This section is from the book "The Dogs Of Great Britain, America, And Other Countries. Their Breeding, Training, and Management in Health and Disease", by John Henry Walsh (Stonehenge). Also available from Amazon: The Dogs Of Great Britain, America And Other Countries.
And dogs may be instanced which have got good stock from all sorts of mares and bitches. Yet in opposition to this may be instanced the numbers which have had great opportunities for snowing their good qualities, but while they have succeeded with one or two they have failed with the larger proportion of their harems. So with mares and bitches, some have produced, every year of their breeding lives, one or more splendid examples of their respective kinds, altogether independent of the horse or dog which may be the other parent, so long as he is of the proper strain. It is usually supposed that the sire impresses his external formation upon his stock, while the bitch's nervous temperament is handed down; and very probably there is some truth in the hypothesis. Yet it is clearer that not only do the sire and dam, but also the grandsires and grand-dams affect the progeny on both sided, and still further than this up to the sixth and perhaps even the seventh generations, but more especially on the dam's side, through the granddam, great granddam, etc.

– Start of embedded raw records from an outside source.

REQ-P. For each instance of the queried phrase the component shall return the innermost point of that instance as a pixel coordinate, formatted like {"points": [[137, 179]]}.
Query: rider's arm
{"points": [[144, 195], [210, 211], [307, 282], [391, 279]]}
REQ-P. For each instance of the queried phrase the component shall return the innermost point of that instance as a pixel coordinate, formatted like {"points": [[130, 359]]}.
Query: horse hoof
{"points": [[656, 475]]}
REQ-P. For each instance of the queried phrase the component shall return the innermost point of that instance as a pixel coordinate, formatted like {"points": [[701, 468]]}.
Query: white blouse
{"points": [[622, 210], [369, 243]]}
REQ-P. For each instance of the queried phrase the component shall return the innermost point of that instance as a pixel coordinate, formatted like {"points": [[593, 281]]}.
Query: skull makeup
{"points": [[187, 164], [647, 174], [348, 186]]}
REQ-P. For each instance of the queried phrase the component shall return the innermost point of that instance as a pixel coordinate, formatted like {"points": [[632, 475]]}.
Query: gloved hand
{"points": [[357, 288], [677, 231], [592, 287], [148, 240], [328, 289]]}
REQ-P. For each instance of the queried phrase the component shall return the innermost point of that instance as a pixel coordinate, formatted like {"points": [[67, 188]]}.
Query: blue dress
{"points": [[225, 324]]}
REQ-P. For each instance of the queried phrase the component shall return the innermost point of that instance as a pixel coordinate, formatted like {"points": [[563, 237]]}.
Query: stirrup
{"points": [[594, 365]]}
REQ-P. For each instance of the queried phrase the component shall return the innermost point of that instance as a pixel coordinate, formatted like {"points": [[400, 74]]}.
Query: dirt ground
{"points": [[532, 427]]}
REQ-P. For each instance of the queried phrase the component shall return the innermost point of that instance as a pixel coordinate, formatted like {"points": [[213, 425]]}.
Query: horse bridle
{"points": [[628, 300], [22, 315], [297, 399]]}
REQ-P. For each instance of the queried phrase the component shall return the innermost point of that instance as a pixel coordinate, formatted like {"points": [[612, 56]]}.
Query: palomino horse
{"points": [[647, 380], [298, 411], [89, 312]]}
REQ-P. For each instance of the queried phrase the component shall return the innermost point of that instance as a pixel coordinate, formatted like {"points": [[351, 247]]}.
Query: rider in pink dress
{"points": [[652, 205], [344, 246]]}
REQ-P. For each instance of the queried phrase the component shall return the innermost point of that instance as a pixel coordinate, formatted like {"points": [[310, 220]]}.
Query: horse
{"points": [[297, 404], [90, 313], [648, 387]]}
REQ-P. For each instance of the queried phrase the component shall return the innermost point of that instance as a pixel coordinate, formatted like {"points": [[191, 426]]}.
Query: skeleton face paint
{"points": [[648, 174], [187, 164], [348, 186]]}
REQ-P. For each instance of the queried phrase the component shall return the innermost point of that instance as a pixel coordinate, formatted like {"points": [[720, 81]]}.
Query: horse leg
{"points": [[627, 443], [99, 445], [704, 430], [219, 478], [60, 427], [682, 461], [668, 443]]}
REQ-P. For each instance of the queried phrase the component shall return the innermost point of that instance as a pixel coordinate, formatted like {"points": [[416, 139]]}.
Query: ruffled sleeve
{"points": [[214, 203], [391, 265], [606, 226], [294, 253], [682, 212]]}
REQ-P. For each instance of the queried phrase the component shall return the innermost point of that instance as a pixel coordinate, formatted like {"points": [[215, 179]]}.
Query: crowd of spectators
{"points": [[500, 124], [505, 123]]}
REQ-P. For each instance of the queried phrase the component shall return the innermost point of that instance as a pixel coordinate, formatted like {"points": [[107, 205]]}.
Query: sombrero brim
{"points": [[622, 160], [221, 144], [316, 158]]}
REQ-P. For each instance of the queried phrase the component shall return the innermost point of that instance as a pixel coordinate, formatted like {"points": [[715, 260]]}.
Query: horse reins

There is a remarkable fact connected with breeding which should be generally known, viz., that there is a tendency in the produce to a separation between the different strains of which it is composed; so that a puppy composed in four equal proportions of breeds represented by A, b, c, and D, will not represent all in equal proportions, but will resemble one much more than the others. And this is still more clear in relation to the next step backwards, when there are eight progenitors; and the litter which, for argument's sake, we will suppose to be eight in number, may consist of animals each "going back" to one or other of the above eight This accounts for the fact that a smooth terrier bitch put to a smooth terrier will often "throw" one or more rough puppies, though the breed may be traced as purely smooth for two or three generations, beyond which, however, there must have been a cross of the rough dog. In the same way color and particular marks will be changed or obliterated for one, two, or even three generations, and will then reappear.
In most breeds of the dog this is not easily proved, because a record of the various crosses is not kept With any great care; but in the greyhound the breed, with the colors, etc, for twenty generations, is often known, and then the evidence of the truth of these facts is patent to all. Among these dogs there is a well-known strain descended from a greyhound with a peculiar nose, known as the "Parrot-nosed bitch." About the year 1825 she was put to a celebrated dog called " Streamer," and bred a bitch called "Ruby," none of the litter showing thi3 peculiar nose; nor did "Ruby" herself breed any in her first two litters; but in her third, by a dog called "Blackbird," belonging to Mr. Hodgkinson, two puppies showed the nose ("Blackbird" and "Starling"). In the same litter was a most celebrated bitch, known as " Old Linnet" from which are descended a great number of first-rate greyhounds. In these, however, this peculiarity has never appeared, with two exceptions, namely, once in the third generation, and once in the fifth, in a dog called "Lollypop," bred by Mr. Thomas, of Macclesfield, the possessor of the whole strain.
One of the bitches of this breed is also remarkable for having always one blue puppy in each litter, though the color is otherwise absent, never having been seen since the time of the above mentioned "Ruby," who was a blue bitch. These facts are very remarkable as showing the tendency to "throw back" for generations, but, as they are well known and fully recognized by all breeders, it is unnecessary to dilate upon them, and the above instances are only introduced as absolutely proving to the uninitiated what would otherwise depend upon dogmatic assertion.